23. I’ve come to realize that the person mostly likely to re-post this is. . .
...(I refuse to answer this question on the grounds that it's stupid.)

24. I’ve come to realize that life. . .
...is about now. Not the past or the future. But now.

And sometimes, it really is a bowl of cherries. Don't take it serious.

25. I’ve come to realize that this weekend. . .
...is relaxing. And kinda sucks. All at the same time.

26. I’ve realized the best music to listen to when I am upset. . .
...is bluegrass. "Whoa Mule," anyone?

27. I’ve come to realize that my friends. . .
...mean everything to me. Even more than they know.

28. I’ve come to realize that this year. . .
...is going by WAY too fast. Especially since 40 is meeting me in January of 2010.

29. I’ve come to realize that my exes. . .
...are all pretty good guys. With one notable exception. And that Skank know who he is.

And wherever he is, he should stay there.
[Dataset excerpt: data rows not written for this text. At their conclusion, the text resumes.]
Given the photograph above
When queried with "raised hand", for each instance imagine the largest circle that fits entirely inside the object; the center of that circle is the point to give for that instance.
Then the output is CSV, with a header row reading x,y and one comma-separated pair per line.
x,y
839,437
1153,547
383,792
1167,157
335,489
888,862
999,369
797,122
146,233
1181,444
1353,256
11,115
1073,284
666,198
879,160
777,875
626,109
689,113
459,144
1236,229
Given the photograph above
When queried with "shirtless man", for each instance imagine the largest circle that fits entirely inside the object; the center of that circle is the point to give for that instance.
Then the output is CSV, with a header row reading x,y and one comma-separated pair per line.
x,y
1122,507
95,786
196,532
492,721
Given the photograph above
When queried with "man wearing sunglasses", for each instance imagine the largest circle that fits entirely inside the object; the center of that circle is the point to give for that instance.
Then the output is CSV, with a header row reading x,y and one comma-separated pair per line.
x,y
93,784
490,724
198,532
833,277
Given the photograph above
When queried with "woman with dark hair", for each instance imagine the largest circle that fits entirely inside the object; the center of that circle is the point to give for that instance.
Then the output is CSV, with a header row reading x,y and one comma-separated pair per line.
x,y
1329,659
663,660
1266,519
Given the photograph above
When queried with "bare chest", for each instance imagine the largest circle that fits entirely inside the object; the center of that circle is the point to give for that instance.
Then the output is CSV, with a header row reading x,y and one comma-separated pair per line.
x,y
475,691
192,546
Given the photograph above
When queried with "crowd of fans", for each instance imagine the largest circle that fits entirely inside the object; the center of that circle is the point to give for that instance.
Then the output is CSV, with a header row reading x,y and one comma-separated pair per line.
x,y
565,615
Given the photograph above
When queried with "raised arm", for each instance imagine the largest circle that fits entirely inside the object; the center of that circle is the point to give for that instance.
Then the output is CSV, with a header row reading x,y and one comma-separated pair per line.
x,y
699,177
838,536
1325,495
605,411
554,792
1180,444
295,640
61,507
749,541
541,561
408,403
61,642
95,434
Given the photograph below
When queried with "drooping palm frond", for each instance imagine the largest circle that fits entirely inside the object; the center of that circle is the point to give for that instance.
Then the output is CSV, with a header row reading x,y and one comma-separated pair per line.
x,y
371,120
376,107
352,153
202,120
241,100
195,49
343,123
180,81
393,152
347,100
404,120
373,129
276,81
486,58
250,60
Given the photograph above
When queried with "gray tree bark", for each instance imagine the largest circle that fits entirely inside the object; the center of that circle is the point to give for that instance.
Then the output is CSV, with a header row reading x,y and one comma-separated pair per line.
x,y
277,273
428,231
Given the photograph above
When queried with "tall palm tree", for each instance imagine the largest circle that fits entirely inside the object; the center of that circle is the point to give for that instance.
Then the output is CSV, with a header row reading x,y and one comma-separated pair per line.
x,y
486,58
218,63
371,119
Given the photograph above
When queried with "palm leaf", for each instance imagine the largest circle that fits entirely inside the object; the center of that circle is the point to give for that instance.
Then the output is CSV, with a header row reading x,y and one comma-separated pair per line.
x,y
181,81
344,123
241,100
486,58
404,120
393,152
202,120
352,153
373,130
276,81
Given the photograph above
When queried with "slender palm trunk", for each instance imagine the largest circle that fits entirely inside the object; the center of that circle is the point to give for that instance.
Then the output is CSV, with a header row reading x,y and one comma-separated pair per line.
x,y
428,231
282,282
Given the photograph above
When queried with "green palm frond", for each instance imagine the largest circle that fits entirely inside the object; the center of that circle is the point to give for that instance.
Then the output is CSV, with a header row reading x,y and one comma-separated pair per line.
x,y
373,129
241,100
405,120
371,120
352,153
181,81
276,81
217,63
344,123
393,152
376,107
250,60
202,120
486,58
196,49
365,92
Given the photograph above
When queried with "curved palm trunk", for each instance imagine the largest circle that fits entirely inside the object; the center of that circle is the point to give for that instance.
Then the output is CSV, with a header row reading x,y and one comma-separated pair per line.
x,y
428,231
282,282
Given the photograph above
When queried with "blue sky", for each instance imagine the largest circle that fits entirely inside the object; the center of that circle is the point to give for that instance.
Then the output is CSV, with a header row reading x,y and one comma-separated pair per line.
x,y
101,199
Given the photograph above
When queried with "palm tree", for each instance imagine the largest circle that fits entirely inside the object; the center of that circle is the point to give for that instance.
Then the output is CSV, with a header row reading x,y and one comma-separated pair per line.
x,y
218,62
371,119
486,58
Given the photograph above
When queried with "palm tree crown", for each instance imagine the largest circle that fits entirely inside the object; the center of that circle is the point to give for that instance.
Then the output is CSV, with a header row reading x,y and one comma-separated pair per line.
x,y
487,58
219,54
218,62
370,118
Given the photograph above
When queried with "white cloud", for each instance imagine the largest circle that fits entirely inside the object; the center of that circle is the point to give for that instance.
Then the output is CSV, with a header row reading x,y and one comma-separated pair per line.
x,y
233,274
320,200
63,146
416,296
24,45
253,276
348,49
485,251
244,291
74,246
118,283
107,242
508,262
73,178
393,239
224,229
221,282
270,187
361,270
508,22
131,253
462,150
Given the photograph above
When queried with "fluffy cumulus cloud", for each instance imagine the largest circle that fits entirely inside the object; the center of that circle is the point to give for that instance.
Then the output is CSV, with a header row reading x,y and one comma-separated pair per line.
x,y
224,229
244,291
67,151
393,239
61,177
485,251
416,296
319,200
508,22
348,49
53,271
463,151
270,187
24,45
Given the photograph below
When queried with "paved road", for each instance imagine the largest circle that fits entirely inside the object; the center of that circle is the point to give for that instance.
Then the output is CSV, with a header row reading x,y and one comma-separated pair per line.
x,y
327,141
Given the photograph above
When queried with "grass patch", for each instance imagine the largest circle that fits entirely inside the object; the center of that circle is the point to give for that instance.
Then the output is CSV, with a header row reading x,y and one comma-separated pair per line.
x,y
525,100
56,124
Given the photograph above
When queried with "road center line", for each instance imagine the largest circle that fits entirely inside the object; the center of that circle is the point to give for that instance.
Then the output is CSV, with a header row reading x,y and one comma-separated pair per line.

30. I’ve come to realize that maybe I should. . .
...get a life.

31. I’ve come to realize that I love. . .
...cartoons, even more now than I did as a kid.
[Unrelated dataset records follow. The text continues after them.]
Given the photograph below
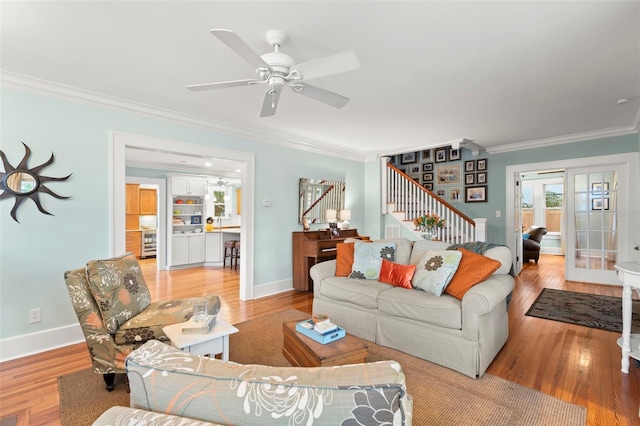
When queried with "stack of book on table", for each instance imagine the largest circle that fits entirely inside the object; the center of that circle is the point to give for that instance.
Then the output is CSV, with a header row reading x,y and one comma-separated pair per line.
x,y
322,332
199,327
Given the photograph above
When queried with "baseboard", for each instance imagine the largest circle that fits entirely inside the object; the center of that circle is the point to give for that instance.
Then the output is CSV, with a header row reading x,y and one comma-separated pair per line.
x,y
40,341
272,288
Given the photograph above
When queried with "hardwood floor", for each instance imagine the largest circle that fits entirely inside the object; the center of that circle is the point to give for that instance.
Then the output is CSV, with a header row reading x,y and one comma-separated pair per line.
x,y
573,363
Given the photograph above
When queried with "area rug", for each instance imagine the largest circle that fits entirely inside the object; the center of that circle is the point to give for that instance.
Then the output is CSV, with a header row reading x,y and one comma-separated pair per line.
x,y
440,396
590,310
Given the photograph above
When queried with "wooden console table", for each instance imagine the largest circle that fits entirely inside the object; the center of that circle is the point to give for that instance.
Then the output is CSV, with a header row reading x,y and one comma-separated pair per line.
x,y
313,247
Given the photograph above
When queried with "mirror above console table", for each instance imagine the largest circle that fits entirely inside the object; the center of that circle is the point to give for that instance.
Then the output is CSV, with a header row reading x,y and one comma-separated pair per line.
x,y
316,196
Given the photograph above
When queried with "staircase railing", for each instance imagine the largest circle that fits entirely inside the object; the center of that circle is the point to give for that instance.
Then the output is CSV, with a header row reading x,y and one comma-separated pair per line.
x,y
409,198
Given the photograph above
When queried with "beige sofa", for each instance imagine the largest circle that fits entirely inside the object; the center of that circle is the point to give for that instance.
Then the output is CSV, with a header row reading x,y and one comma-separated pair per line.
x,y
462,335
172,387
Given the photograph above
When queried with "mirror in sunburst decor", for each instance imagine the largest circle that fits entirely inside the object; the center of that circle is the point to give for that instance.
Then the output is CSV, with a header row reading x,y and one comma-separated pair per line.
x,y
21,182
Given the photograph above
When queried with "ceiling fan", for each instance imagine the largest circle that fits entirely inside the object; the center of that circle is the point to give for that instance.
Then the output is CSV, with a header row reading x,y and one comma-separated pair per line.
x,y
277,69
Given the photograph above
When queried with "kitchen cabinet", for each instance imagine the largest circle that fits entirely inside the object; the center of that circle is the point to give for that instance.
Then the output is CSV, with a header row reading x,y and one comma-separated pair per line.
x,y
187,249
148,201
132,201
213,247
133,243
188,185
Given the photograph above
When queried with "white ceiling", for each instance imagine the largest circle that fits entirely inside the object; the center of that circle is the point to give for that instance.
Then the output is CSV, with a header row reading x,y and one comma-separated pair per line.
x,y
503,74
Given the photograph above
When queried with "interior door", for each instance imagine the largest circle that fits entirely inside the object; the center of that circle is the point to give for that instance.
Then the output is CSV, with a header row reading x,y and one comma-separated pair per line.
x,y
596,205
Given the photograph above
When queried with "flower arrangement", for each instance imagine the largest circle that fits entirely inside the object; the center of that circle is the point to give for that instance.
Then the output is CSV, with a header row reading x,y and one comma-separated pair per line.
x,y
429,222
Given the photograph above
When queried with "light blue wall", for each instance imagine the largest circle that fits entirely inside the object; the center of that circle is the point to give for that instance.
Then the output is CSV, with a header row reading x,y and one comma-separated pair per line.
x,y
35,253
497,165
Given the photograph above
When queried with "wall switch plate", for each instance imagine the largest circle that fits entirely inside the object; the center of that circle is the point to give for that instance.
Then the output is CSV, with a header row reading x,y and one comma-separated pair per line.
x,y
35,315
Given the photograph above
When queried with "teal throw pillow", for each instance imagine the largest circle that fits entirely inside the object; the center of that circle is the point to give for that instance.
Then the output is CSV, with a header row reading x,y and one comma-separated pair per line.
x,y
367,259
435,270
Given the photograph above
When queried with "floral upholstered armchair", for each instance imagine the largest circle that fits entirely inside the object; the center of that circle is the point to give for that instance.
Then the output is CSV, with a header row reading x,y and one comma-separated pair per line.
x,y
113,304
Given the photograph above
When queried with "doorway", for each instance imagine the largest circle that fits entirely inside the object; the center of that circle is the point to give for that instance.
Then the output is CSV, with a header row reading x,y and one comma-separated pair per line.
x,y
122,141
627,167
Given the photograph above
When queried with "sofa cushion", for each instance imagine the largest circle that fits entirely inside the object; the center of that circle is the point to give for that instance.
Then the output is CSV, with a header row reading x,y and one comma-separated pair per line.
x,y
367,259
473,268
166,380
435,270
119,288
363,293
396,274
444,311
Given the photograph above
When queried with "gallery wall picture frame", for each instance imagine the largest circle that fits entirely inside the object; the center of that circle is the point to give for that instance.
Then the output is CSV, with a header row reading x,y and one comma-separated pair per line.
x,y
455,194
475,194
448,174
469,178
440,155
408,158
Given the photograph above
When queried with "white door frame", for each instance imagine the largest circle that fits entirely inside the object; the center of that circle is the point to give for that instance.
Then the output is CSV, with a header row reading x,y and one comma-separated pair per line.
x,y
630,159
120,141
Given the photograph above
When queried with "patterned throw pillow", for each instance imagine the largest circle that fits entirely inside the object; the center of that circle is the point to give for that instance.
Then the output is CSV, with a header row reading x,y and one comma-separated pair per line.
x,y
397,275
435,270
473,268
367,259
119,289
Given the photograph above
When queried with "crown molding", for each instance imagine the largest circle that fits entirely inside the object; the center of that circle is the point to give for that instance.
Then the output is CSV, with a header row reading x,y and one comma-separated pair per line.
x,y
47,88
560,140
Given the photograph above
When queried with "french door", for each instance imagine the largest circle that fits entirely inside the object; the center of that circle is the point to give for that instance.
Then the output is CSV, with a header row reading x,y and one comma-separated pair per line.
x,y
595,227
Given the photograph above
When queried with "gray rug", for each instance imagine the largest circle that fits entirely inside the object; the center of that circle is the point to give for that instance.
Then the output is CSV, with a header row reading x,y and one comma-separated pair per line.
x,y
440,396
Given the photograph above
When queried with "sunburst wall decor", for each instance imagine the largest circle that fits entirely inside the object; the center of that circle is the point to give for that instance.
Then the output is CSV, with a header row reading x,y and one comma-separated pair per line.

32. I’ve come to realize that I don’t understand. . .
...men. Even though I am one. (Ain't that a bitch?)

33. I’ve come to realize my past. . .
...is a nice place to visit, but not a place to live.

34. I’ve come to realize that parties. . .
...bring out the mania in the slightly bi-polar boy that is me.

35. I’ve come to realize that I’m totally terrified. . .
...of spiders. Still. To this day.

36. I’ve come to realize that my life. . .
...would NOT actually suck without you. No matter what Kelly Clarkson says.

5 comments:

Anonymous said...

awesome answers!

but what i really want to know is...which Jonas brother???

Amy said...

Haha....the first thing I thought was 'which Jonas?', too! It really does matter. :-D

c'mon over to my house. You can lay on the couch with the rest of us. It may be boring, but at least you're not alone.

(January what?! Mine is the 6th! I'll be 39.)

Anonymous said...

itsy bitsy spider.....

Prospero said...

I've come to realize that you and I really do need to meet some day. I'll be sure to request the Chicago forum again this year.

Peter said...

I was wondering which part of a Jonas Brother you would grab before tossing him up again ;-)

Hope he landed on the couch, next to you, the other items [two bowling pins, a bowling ball, three machetes, four flaming batons] should drop somewhere else.